Rheumatology Research Foundation


This pre-competitive partnership is focusing initially on three disease areas that are ripe for discovery: Alzheimer’s disease, type 2 diabetes, and the autoimmune disorders, lupus and rheumatoid arthritis. Costs are shared equally between NIH and the participating companies, and all data is openly shared. Through this truly innovative and collaborative approach, we believe we can learn how to treat and cure disease faster.

NIH is also working to streamline the therapeutic development pipeline through efforts at the National Center for Advancing Translational Sciences (NCATS). One example is the Tissue Chip for Drug Screening Initiative, a collaboration with DARPA and FDA, with a goal of improving the process for predicting whether drugs will be safe in humans.

More than 30 percent of promising medications fail in human clinical trials because they are found to have unacceptable toxicity, despite promising pre-clinical studies in animal models. The Tissue Chip for Drug Screening Initiative is developing 3-D human tissue biochips that model the structure and function of human organs, such as the lung, liver and heart. These chips are then combined into an integrated system that can mimic complex functions of the human body. This technology should enable scientists to predict more accurately how effective a therapeutic candidate would be in clinical studies, eliminating toxic and/or ineffective drugs earlier in the development process. Tissue chips will benefit basic and clinical researchers throughout the entire pharmaceutical and biotechnology sector.
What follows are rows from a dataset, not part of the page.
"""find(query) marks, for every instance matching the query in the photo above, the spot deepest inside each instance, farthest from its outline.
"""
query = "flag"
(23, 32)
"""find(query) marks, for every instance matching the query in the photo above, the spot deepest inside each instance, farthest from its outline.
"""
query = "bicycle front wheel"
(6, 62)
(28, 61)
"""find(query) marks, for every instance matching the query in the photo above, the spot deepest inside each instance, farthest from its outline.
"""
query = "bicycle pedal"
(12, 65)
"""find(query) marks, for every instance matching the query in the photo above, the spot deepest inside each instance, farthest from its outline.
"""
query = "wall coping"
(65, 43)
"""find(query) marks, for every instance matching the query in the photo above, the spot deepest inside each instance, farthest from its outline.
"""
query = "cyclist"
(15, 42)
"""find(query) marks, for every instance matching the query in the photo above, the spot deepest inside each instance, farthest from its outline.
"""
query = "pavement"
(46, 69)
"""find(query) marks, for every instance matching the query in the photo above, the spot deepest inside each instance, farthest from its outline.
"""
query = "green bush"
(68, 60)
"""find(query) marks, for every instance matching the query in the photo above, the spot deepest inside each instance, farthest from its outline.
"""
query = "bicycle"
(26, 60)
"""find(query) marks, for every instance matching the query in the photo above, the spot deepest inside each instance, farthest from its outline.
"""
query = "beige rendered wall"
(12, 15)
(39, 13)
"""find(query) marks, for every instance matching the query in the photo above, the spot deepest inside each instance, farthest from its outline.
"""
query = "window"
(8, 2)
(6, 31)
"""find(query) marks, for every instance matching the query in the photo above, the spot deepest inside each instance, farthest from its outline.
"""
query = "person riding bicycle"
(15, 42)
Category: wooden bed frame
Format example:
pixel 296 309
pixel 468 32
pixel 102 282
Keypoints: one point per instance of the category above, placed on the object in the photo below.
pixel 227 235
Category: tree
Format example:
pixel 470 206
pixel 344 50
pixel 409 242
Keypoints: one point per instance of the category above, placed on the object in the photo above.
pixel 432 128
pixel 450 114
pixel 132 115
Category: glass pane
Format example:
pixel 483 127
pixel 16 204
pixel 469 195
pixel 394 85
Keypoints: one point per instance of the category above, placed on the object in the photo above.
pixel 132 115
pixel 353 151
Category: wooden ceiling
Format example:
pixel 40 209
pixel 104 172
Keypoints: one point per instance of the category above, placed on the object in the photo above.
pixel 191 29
Another way NCATS is working to advance therapeutics development is through the Discovering New Therapeutic Uses for Existing Molecules program. This collaborative approach partners NIH researchers with industry to provide opportunities to reposition and repurpose drugs for new indications. By using agents that already have cleared several key steps in the development process, scientists nationwide have a strong starting point to contribute their unique expertise and accelerate the pace of therapeutics development. This approach utilizes crowd-sourcing to identify the most promising repurposing opportunities, avoiding research duplication and reducing the time and money required to determine if these well-developed agents can be used to treat other medical conditions.

Today, I have provided you with a brief overview of NIH’s past successes and continuing commitment to basic, translational, and clinical research. Our nation has never witnessed a time of greater promise in biomedicine, and it is important for the United States to continue to lead in this effort. With your support, we can anticipate a future of accelerating discovery across NIH’s broad research landscape, from fundamental scientific inquiry to a new era of personalized approaches to medical treatments.

This concludes my testimony, Mr. Chairman. I look forward to your questions.